The GAO reports that between October 6, 2013 and March 8, 2015, CMS reported 316 information security incidents affecting HealthCare.gov or key supporting systems. An information security incident is a “violation or imminent threat of violation of computer security policies, acceptable use policies, or standard security practices.” The largest category of these incidents, over 60 percent, involved activities that sought to access or identify a computer for later exploit but which did not result in a compromise of data or denial of service. The second largest category, 17 percent, involved unauthorized access incidents, such as physical mail including personally identifiable information (PII) being sent to the wrong address or unencrypted PII being sent by email.
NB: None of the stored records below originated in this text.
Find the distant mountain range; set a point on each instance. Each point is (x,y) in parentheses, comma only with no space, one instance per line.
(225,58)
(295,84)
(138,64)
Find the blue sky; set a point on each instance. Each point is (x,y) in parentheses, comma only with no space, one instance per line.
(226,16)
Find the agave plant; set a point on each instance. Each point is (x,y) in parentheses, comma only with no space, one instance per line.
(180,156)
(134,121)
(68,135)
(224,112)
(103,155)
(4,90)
Only one of the incidents involved a hacker gaining access to a HealthCare.gov-related server (to install malware on a server that did not contain PII) and none of the incidents include evidence that an attacker actually compromised sensitive data, including PII. Almost all of the incidents were categorized as having moderate or limited impact, and only one incident, where CMS employee IDs, including passwords and phone numbers, were sent over an unencrypted email, was categorized as having a significant or large impact.

The Data Services Hub

The report next addresses security weaknesses associated with the federal data services hub, which is the single portal used for exchanging information between the federally facilitated marketplaces and CMS’s external partners, including other federal agencies, state-based marketplaces, other state agencies, other CMS systems, and insurers. The data hub is used for real-time eligibility queries, transfer of application and taxpayer information, exchange and monitoring of enrollment information with insurers, and submission of health plan applications. Data hub connections are encrypted and no data are stored on the data hub itself. It is not a repository of PII.
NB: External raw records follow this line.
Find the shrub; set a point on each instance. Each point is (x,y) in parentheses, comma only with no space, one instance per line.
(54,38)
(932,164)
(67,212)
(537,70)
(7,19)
Although the GAO recognizes efforts by CMS to protect the security of the data hub, it makes further recommendations for security protection, including further restricting administrative privileges to use the system so that users only have access necessary to perform their duties; ensuring consistent and timely implementation of newly released security patches, service packs, and hot fixes; and securely configuring the data hub’s administrative network in accordance with National Institute of Standards and Technology (NIST) standards.

State Marketplaces

The GAO’s strongest criticisms are reserved for the security controls in the three state marketplaces it reviewed and CMS’ general oversight of state marketplace security. The GAO reports that numerous significant security weaknesses have been identified in the state-based marketplaces. The three public recommendations of the GAO report all relate to CMS state marketplace oversight, including better defined procedures for day-to-day oversight, better defined tools for reviewing information provided by the State Based Marketplace Annual Reporting Tool (SMART) including specific follow-up timelines and identification of corrective tools; and continuous monitoring of privacy and security controls over state-based marketplaces.

As with earlier GAO reports, CMS concurred in all of the GAO’s recommendations and provided information as to specific steps it has undertaken to address the issues GAO identified.